I'm so happy for you and Sasha


----------



## pjewel (Apr 11, 2007)

In my case it took about two weeks for them each to be fully integrated into the pack. After a few days they were playing with each other and establishing the hierarchy. I know how much you wanted this. Congrats! Can't wait to see photos.


----------



## TilliesMom (Sep 30, 2010)

awwww congrats!!!! is it Jodie's pup!!!?? can't wait to hear how he is settling in!!
we got Tillie at 14 weeks also and LOVED it!! 
So happy for you!!


----------



## whimsy (Apr 3, 2010)

Congrats!!!


----------



## The Laughing Magpie (Aug 20, 2009)

Congrats!!!!! Can't wait to see pictures, details, pictures, name, pictures. Some dogs fit in seemlessly others take a bit of time, puppies are often easier for an older dog to accept and sometimes a puppy will follow around the older dog slavishly. I did remember about pictures???


----------



## sashamom (Jan 12, 2009)

Yes it Jodie's pup. I will name him either Rango or Bogey. He is cutting teeth like crazy I need some suggestions re good things to chew on.


----------



## TilliesMom (Sep 30, 2010)

awwwwww congrats!! who are his parents!? I wonder if we have 1/2 siblings!!?
I love both names!! Can't wait to see pics and hear how he is settling in!


----------



## StarrLhasa (Jun 6, 2010)

Petstages has chew toys for teething puppies as do Nylabone and Kong. They each have lines of puppy products.
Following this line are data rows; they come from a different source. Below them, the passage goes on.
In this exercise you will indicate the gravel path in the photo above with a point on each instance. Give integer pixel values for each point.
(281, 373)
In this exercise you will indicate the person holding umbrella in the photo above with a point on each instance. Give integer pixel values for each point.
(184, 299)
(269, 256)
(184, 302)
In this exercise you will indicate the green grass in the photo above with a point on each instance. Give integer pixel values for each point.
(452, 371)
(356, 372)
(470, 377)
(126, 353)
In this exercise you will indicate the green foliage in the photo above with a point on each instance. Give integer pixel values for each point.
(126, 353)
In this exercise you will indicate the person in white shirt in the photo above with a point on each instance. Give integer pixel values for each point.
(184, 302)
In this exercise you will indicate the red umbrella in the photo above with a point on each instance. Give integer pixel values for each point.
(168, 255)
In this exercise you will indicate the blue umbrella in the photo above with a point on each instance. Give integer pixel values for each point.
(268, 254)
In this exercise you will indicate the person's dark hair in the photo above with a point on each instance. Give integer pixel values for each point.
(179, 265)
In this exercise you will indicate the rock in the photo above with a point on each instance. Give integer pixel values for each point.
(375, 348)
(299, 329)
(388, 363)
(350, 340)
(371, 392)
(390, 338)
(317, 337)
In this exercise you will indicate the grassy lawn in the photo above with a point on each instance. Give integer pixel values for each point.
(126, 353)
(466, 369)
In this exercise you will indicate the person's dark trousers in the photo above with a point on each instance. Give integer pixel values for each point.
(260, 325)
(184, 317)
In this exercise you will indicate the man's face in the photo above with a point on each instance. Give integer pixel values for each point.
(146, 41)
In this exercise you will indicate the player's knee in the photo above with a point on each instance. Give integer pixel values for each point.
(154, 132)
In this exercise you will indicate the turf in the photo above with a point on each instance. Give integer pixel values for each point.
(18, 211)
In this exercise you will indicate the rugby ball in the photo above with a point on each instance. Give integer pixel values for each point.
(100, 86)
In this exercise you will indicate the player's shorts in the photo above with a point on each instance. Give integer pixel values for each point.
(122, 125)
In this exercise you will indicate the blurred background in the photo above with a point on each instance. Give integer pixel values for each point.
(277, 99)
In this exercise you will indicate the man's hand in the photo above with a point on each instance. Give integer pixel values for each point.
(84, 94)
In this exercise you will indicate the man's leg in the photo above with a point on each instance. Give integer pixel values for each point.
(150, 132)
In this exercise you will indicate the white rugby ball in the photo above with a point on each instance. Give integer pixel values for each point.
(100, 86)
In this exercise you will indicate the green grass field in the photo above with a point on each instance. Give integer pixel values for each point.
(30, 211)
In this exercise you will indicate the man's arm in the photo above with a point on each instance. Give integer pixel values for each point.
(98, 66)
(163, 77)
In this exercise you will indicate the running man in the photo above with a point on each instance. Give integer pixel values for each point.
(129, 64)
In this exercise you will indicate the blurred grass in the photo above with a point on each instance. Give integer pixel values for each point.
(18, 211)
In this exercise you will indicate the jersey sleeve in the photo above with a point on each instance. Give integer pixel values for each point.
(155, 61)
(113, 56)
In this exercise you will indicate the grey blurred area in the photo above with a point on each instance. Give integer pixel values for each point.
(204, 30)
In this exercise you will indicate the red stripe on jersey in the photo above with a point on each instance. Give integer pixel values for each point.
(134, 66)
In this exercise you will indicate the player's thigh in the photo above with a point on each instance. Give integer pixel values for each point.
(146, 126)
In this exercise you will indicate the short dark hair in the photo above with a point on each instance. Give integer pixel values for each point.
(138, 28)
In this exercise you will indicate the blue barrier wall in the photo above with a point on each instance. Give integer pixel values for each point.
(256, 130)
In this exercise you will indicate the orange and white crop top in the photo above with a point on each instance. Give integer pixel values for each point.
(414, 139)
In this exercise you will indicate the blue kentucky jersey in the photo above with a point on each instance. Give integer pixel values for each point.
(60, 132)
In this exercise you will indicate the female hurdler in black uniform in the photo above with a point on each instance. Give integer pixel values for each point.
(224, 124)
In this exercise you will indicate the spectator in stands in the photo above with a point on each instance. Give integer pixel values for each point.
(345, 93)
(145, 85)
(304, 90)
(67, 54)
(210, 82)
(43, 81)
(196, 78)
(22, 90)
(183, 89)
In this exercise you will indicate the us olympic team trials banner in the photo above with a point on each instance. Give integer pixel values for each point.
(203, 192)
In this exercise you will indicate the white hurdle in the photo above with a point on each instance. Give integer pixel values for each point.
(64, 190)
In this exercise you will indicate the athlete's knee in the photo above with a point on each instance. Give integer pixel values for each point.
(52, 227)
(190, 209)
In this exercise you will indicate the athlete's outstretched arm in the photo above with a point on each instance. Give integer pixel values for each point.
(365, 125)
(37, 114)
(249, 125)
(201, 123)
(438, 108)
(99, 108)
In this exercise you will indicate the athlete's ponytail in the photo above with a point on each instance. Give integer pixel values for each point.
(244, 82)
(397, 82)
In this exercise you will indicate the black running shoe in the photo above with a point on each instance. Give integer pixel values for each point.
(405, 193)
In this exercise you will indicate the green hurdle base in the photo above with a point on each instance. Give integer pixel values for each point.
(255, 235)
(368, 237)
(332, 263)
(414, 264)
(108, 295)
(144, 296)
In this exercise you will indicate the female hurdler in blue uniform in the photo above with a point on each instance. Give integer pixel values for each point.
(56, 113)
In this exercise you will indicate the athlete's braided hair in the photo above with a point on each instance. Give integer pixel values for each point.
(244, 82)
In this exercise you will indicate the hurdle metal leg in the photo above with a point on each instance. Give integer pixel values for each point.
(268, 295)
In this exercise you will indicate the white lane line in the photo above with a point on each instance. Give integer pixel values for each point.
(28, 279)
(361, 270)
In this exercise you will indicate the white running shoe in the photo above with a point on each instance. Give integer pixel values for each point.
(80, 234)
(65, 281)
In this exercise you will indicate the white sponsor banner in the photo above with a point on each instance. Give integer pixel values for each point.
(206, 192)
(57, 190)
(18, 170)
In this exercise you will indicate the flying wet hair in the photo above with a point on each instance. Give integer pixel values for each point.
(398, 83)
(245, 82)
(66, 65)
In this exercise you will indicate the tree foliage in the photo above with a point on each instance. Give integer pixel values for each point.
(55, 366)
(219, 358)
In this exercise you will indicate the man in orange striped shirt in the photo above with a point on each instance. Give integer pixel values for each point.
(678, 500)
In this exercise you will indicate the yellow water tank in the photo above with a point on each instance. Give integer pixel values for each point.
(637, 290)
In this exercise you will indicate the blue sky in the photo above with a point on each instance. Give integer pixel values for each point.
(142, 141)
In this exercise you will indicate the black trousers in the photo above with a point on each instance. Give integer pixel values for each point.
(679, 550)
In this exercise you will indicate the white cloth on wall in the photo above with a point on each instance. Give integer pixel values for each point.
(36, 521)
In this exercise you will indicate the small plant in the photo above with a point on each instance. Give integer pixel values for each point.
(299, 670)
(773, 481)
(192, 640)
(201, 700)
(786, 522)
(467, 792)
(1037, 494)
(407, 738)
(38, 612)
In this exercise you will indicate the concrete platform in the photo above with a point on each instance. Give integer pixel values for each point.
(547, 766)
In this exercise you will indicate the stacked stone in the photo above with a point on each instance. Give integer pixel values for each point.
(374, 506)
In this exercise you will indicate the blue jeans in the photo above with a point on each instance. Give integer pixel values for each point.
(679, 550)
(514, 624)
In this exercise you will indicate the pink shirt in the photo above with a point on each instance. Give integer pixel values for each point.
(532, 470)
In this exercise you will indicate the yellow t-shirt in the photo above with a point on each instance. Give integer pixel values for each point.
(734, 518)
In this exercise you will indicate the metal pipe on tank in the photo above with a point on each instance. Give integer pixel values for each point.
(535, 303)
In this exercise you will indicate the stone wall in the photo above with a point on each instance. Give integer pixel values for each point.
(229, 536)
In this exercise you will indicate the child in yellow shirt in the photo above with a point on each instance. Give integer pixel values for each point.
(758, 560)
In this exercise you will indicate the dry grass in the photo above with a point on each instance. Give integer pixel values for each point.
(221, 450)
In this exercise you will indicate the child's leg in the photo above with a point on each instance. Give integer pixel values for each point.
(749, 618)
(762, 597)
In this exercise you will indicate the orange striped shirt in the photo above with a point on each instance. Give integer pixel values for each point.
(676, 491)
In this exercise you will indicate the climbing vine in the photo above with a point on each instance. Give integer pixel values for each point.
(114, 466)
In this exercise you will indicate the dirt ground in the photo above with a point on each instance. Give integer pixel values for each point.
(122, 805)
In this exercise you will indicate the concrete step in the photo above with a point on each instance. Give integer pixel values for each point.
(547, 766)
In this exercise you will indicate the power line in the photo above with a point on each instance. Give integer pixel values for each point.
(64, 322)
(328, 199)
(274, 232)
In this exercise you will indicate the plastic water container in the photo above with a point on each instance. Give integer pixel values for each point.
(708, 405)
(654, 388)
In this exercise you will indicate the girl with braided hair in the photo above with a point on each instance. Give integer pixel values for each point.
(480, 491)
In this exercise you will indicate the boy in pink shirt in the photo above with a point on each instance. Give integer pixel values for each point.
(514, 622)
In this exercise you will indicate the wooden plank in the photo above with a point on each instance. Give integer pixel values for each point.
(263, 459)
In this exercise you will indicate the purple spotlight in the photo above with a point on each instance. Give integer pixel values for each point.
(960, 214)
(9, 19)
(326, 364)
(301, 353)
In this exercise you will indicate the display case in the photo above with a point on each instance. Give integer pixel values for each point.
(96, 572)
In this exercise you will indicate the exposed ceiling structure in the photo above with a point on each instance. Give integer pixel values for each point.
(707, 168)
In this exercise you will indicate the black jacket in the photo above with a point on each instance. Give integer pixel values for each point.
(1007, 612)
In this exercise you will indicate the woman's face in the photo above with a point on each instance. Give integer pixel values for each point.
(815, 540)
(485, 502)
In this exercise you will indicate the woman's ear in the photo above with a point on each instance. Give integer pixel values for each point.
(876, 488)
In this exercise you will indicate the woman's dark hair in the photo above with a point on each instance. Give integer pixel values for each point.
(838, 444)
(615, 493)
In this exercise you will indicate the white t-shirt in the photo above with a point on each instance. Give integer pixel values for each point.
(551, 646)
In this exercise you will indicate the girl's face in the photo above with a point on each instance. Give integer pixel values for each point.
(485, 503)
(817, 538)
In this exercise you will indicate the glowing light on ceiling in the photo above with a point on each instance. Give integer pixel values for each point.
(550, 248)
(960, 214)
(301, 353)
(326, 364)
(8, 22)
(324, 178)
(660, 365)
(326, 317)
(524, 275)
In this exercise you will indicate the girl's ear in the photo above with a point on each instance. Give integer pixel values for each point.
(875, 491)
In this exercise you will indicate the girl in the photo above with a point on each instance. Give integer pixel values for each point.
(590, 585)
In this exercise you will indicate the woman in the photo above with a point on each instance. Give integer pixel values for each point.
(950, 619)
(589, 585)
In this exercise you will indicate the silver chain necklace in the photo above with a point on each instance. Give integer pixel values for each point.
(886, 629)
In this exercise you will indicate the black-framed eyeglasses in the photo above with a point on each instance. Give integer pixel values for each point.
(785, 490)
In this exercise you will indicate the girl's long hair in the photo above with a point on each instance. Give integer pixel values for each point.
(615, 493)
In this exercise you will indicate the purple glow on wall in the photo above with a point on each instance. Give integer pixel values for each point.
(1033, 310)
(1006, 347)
We bought a freezable Petstages toy similar to this one: http://www.petsmart.com/product/index.jsp?productId=3207132&lmdn=Brand

Buster also liked the blue Orka material in some Petstages toys.

All three brands are available online as well as at local pet supply stores.


----------



## Carefulove (Mar 20, 2009)

Congrats! Yay, another pup!!!


----------



## Clair&Bear (Nov 24, 2011)

sashamom said:


> Yes it Jodie's pup. I will name him either Rango or Bogey. He is cutting teeth like crazy I need some suggestions re good things to chew on.


Congrats on the new addition  Rango is a cool name!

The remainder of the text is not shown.